Researchers at the Broad Institute have developed new methods designed to more accurately define quality scores for next-generation sequencers, and to detect SNPs using next-gen data.
The scientists applied their quality score determination method, which could be used for several new sequencing platforms, to 454 Life Sciences' sequencing system and improved the quality scores provided by the vendor. Better quality values, they and others argue, could improve the accuracy of results gained from even low-coverage data, and might eventually help users decide which next-gen platform to use for a certain application.

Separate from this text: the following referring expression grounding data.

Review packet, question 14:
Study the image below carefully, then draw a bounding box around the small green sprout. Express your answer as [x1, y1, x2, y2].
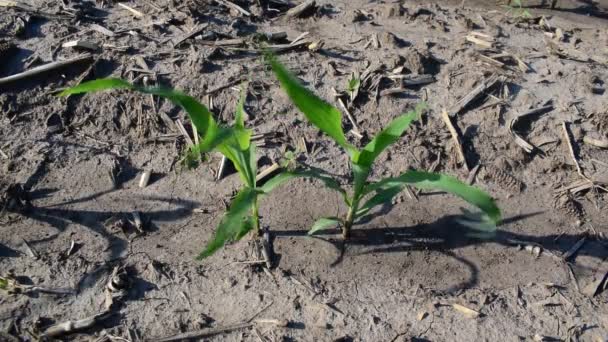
[266, 54, 501, 238]
[346, 72, 361, 102]
[59, 79, 296, 259]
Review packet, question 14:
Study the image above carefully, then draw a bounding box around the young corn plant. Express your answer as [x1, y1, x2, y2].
[504, 0, 532, 19]
[59, 79, 294, 259]
[265, 55, 501, 238]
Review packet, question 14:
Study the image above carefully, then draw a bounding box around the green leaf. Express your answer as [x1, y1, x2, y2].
[234, 86, 247, 130]
[352, 163, 371, 202]
[356, 185, 403, 218]
[347, 76, 360, 93]
[59, 78, 227, 155]
[366, 171, 501, 225]
[217, 142, 256, 187]
[355, 103, 426, 168]
[308, 217, 342, 235]
[58, 78, 133, 96]
[260, 169, 349, 205]
[197, 187, 260, 259]
[137, 87, 219, 148]
[267, 54, 358, 157]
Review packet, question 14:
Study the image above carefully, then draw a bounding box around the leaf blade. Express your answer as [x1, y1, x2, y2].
[267, 54, 357, 155]
[308, 217, 342, 235]
[59, 78, 227, 154]
[260, 169, 349, 205]
[356, 103, 426, 167]
[356, 185, 403, 217]
[197, 187, 259, 259]
[367, 171, 501, 225]
[58, 78, 133, 96]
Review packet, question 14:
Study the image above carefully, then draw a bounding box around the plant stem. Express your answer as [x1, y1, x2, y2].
[252, 196, 261, 236]
[343, 205, 355, 239]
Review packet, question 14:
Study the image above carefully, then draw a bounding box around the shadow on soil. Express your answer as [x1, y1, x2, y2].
[523, 0, 608, 19]
[273, 212, 606, 292]
[19, 189, 199, 262]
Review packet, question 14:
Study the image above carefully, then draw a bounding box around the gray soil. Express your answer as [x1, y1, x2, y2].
[1, 0, 608, 341]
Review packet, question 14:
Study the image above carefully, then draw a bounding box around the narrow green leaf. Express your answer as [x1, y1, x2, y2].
[267, 54, 357, 156]
[308, 217, 342, 235]
[217, 141, 255, 187]
[260, 169, 349, 205]
[59, 78, 227, 154]
[58, 78, 133, 96]
[356, 185, 403, 218]
[234, 87, 247, 130]
[138, 87, 218, 145]
[352, 163, 371, 202]
[366, 170, 501, 225]
[355, 103, 426, 168]
[197, 188, 260, 259]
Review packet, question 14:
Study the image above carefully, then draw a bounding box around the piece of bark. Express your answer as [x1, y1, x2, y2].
[286, 0, 316, 18]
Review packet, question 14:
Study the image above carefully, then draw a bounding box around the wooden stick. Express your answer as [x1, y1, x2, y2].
[260, 227, 273, 269]
[388, 74, 436, 87]
[0, 54, 93, 86]
[175, 119, 194, 147]
[150, 322, 253, 342]
[337, 98, 362, 137]
[441, 110, 469, 171]
[118, 3, 144, 17]
[561, 122, 586, 179]
[256, 163, 280, 183]
[562, 237, 586, 261]
[172, 23, 209, 47]
[216, 156, 227, 181]
[465, 35, 493, 48]
[448, 74, 502, 117]
[41, 311, 112, 338]
[466, 164, 481, 185]
[509, 105, 554, 153]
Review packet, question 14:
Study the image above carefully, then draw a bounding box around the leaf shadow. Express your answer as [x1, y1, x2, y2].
[273, 211, 607, 291]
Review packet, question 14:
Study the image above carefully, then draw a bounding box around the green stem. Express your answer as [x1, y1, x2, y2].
[343, 203, 356, 239]
[252, 196, 261, 236]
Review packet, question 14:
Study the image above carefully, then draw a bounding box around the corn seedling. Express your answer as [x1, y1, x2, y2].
[346, 72, 361, 102]
[504, 0, 532, 19]
[266, 55, 501, 238]
[59, 79, 297, 259]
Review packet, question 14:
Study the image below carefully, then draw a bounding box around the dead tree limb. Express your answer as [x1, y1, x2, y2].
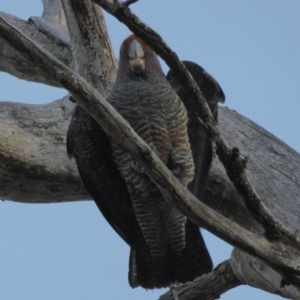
[61, 0, 116, 95]
[0, 8, 70, 86]
[159, 260, 242, 300]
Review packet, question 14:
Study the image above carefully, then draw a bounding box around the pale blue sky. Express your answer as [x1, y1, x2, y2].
[0, 1, 299, 300]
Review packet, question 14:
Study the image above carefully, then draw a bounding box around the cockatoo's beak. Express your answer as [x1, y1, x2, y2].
[128, 40, 145, 74]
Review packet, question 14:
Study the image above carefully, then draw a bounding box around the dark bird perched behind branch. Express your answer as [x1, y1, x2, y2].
[67, 35, 224, 289]
[167, 61, 225, 199]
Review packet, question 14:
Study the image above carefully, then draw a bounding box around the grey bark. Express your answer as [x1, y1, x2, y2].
[231, 249, 300, 299]
[61, 0, 117, 94]
[0, 0, 299, 299]
[159, 260, 242, 300]
[0, 3, 70, 86]
[0, 97, 88, 202]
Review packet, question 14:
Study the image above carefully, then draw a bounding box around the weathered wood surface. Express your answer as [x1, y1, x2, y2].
[231, 249, 300, 299]
[159, 260, 242, 300]
[0, 97, 88, 202]
[0, 2, 70, 86]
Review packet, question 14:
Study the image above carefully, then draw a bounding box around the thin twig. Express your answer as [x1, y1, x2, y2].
[123, 0, 138, 7]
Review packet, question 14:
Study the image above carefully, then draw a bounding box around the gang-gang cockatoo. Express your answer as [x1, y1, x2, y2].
[67, 34, 225, 289]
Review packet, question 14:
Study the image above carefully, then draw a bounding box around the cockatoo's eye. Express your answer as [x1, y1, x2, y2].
[129, 57, 145, 61]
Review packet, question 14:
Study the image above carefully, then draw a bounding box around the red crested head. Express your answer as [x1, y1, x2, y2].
[117, 34, 162, 78]
[120, 34, 150, 55]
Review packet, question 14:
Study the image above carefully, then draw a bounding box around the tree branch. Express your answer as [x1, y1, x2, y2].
[30, 0, 69, 46]
[40, 0, 68, 30]
[1, 17, 300, 278]
[0, 11, 70, 86]
[61, 0, 117, 95]
[158, 260, 242, 300]
[231, 249, 300, 299]
[0, 97, 89, 202]
[93, 0, 300, 245]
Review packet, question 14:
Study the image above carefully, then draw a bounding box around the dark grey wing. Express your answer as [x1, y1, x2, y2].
[67, 105, 164, 288]
[67, 105, 134, 245]
[185, 61, 225, 118]
[167, 61, 225, 120]
[167, 60, 225, 199]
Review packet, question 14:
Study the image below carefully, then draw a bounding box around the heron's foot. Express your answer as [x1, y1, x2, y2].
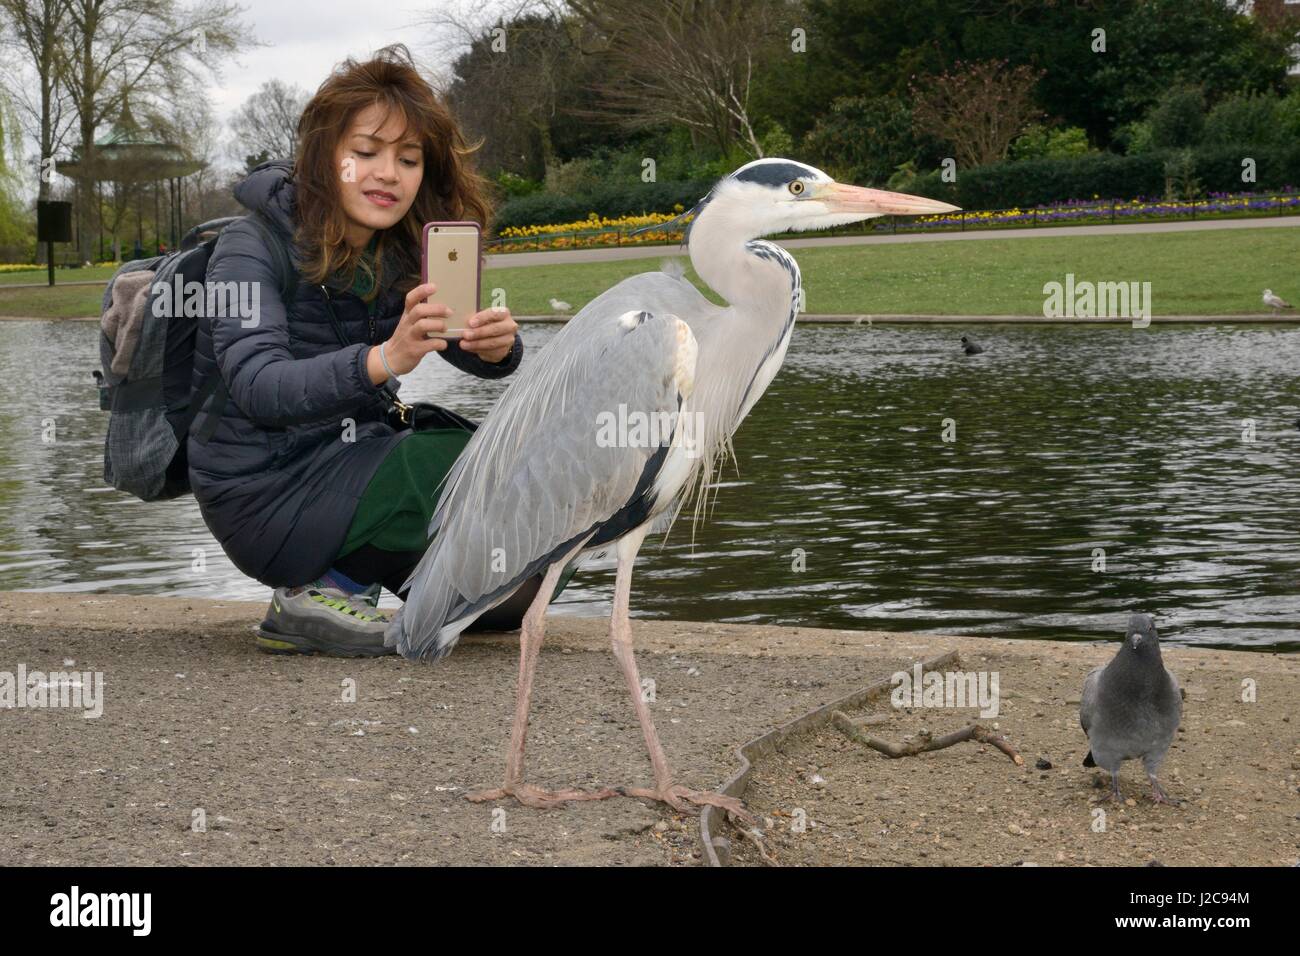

Quality values or quality scores state the uncertainty of the data, or the likelihood that a base call is incorrect. For example, the phred algorithm assigns a quality value for each base in a Sanger read in which larger numbers designate smaller error probabilities. A Q20 value, for example, corresponds to a 1 in 100 error probability, and a Q30 value to a 1 in 1,000 error rate.
The Broad researchers used the phred algorithm to combine different error predictors for the 454 platform into a single quality score, and applied it to large training data sets for which the true DNA sequence was known. They then compared the predicted base qualities with the actual ones. Their work was published in Genome Research.
Compared with quality values provided by 454's own software, the Broad's scores are more accurate and yield more high-quality bases, according to Jared Maguire, a computational biologist who leads the subgroup for new sequencing technologies within the Broad's group for computational R&D, which published the method.
454 incorporated the Broad's quality scores as its default scores in its latest software update, which debuted in early February, according to a company spokesman. 454 also uses the quality scores in its mapping and assembly software, which is included with the instrument, resulting in "better assemblies," he says.
— Julia Karow
An international team of researchers led by Stephen Richards at Baylor College of Medicine has sequenced the genome of the red flour beetle, an agricultural pest that lives in and snacks on stored grains and dried foods. More than 100 scientists from 14 countries pitched in to sequence Tribolium castaneum. The researchers generated about 1.5 million sequence reads at 7.3-fold coverage. They assembled these into contigs totaling 152 megabases, coding for 16,404 genes, thousands of which seem to be species-specific.
Scientists from Helicos BioSciences, Ohio University, and Stanford University published a paper in Science describing the first single-molecule sequencing of a whole genome — in particular, the roughly 7,000-nucleotide genome of the M13 virus.
The Beijing Genomics Institute will add 14 next-gen sequencers: 11 Illumina Genome Analyzers and three Roche FLX instruments.
3'-O-Modified Nucleotide Reversible Terminators for Pyrosequencing
Grantee: Jingyue Ju, Columbia University
Began: Aug. 1, 2007; Ends: Jul. 31, 2009
The National Human Genome Research Institute funded Ju to design and synthesize a library of reversible nucleotide terminators to help tackle the homopolymer challenge inherent in pyrosequencing. Ju also aims to optimize the enzymatic conditions to increase the read length and accuracy of pyrosequencing with these labeled nucleotides.
Large-Scale Selection of Genomic Loci
Grantee: Thomas Albert, NimbleGen Systems
Began: Sep. 24, 2007; Ends: Aug. 31, 2009
Albert and his team are looking to develop a flexible means of genomic DNA sample preparation that will select and enrich 100,000 specific loci from the human genome that can readily be sequenced using random library sequencing pipelines. Funding comes from NHGRI, and the work is specifically targeted at the Cancer Genome Atlas and will be done in collaboration with scientists at Baylor's genome center.